[prev in list] [next in list] [prev in thread] [next in thread]
List: linux-ha-dev
Subject: Re: [Linux-ha-dev] Patch: RA anything
From: Dejan Muhamedagic <dejanmm () fastmail ! fm>
Date: 2009-11-16 17:42:18
Message-ID: 20091116174218.GA16321 () rondo ! homenet
[Download RAW message or body]
Hi,
This patch is now applied with some modifications. Sorry about
the horrible delay :(
Cheers,
Dejan
On Wed, Feb 11, 2009 at 12:15:54PM +0100, Dominik Klein wrote:
> Hi
>
> I fixed most of the things Lars mentioned in
> http://hg.linux-ha.org/dev/rev/15bcf3491f9c and will explain why I did
> not fix some of them. ocf-tester runs fine with the RA.
>
> > # FIXME: This should use pidofproc
>
> pidofproc is not available everywhere and is not able to get down to
> command line options, eg could not tell the difference between "$process
> $option_a" and "$process $option_b" which I wanted to support with this
> agent.
>
> Example:
> dktest3:~/src/linuxha/hg/dev # sleep 200 &
> [1] 5799
> dktest3:~/src/linuxha/hg/dev # sleep 300 &
> [2] 5801
> dktest3:~/src/linuxha/hg/dev # pidofproc sleep
> 5801 5799
> dktest3:~/src/linuxha/hg/dev # pidofproc "sleep 300"
>
> > # FIXME: use start_daemon
>
> start_daemon is not available everywhere either.
>
> > # FIXME: What about daemons which can manage their own pidfiles?
>
> This agent is meant to be used for programs that are not actually
> daemons by design. It is meant to be able to run sth "stupid" in the
> cluster.

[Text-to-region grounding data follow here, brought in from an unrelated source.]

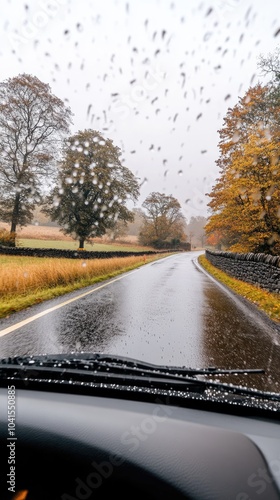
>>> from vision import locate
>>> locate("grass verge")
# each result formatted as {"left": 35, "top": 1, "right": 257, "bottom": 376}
{"left": 198, "top": 254, "right": 280, "bottom": 323}
{"left": 0, "top": 253, "right": 171, "bottom": 319}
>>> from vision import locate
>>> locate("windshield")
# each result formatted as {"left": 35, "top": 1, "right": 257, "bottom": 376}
{"left": 0, "top": 0, "right": 279, "bottom": 398}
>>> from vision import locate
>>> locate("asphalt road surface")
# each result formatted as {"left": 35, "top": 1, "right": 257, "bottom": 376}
{"left": 0, "top": 251, "right": 279, "bottom": 392}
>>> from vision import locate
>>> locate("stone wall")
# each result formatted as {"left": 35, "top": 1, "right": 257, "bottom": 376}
{"left": 205, "top": 250, "right": 280, "bottom": 294}
{"left": 0, "top": 245, "right": 171, "bottom": 259}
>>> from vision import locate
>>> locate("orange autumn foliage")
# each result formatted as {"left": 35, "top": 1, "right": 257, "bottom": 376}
{"left": 206, "top": 84, "right": 280, "bottom": 255}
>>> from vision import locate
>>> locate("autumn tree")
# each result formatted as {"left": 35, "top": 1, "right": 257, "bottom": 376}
{"left": 106, "top": 207, "right": 147, "bottom": 241}
{"left": 126, "top": 208, "right": 145, "bottom": 236}
{"left": 258, "top": 47, "right": 280, "bottom": 90}
{"left": 258, "top": 48, "right": 280, "bottom": 133}
{"left": 186, "top": 216, "right": 207, "bottom": 248}
{"left": 205, "top": 83, "right": 280, "bottom": 254}
{"left": 106, "top": 219, "right": 129, "bottom": 241}
{"left": 205, "top": 230, "right": 223, "bottom": 249}
{"left": 139, "top": 192, "right": 186, "bottom": 248}
{"left": 43, "top": 129, "right": 139, "bottom": 249}
{"left": 0, "top": 74, "right": 72, "bottom": 240}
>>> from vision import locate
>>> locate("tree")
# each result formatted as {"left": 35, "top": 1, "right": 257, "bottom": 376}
{"left": 185, "top": 216, "right": 207, "bottom": 248}
{"left": 106, "top": 219, "right": 129, "bottom": 241}
{"left": 205, "top": 230, "right": 223, "bottom": 249}
{"left": 106, "top": 207, "right": 146, "bottom": 241}
{"left": 257, "top": 48, "right": 280, "bottom": 134}
{"left": 125, "top": 208, "right": 145, "bottom": 236}
{"left": 0, "top": 74, "right": 72, "bottom": 240}
{"left": 205, "top": 83, "right": 280, "bottom": 254}
{"left": 43, "top": 129, "right": 139, "bottom": 249}
{"left": 139, "top": 192, "right": 186, "bottom": 248}
{"left": 258, "top": 47, "right": 280, "bottom": 85}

Even like "/bin/sleep 10000000000000000000"
>
> > # FIXME: use killproc
>
> This is also a problem with "$process $option_a" and "$process
> $option_b". You can't just "killproc $process" then.
>
> > # FIXME: Attributes special meaning to the resource id
>
> I tried to, but couldn't understand what you meant here.
>
> I also talked to Dejan on IRC and we agreed that "anything" is a bad
> name for the RA and the changeset description was propably bad, too.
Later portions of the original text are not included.